What’s the first thing you do after a stressful day at work or an anxiety-provoking call? If it’s dive into a box of cookies, you’re not alone.
If you’re struggling with healthy eating, managing stress is of course a great solution. (Poor eating habits are hardly the only harmful effect of under-managed stress.) But that’s not easy, and besides, willpower doesn’t actually go all that far in helping us manage our diets. We’re incredibly susceptible to our environments.
It might not sound like it, but this is in fact excellent news! Why? You can get yourself to eat more healthily by just changing what’s around you. A few lowkey ways to circumvent your tendency to sabotage your food choices and portion size choices might result in better long term goals.
- Keep treats out of sight and reach. You’re much more likely to snack on food if you can see it. One study found that female office workers ate the most chocolate if it was in a clear, within-reach container, and the least chocolate if it was in an opaque, out-of-reach container. So don’t make that cookie jar glass, and definitely don’t keep it on the counter: store those goodies in a cabinet (and maybe even toward the very back)!
- Use a small plate. The bigger the serving vessel, the more you’ll eat, even if you don’t like the food all that much.

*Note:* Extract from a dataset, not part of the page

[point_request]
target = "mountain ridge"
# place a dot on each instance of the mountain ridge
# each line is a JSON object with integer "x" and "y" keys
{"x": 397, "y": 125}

So serve yourself on a small bowl or plate. If you’re genuinely hungry when you’re finished, you can always go back for more.
- Choose your plate color wisely. Some people suggest that participants ate less cookies and popcorn when they were served on red plates. But other research shows that when the color of the food matches the color of the plate, we eat more. So go for that red plate—unless you’re eating pasta with tomato sauce.
- Pick restaurants with softer music and lighting. It won’t change what you order, but it’ll change how much you eat: try turning down the lights at the dinner table at home—and, if you’ve been blasting the tunes, turn the volume down, too!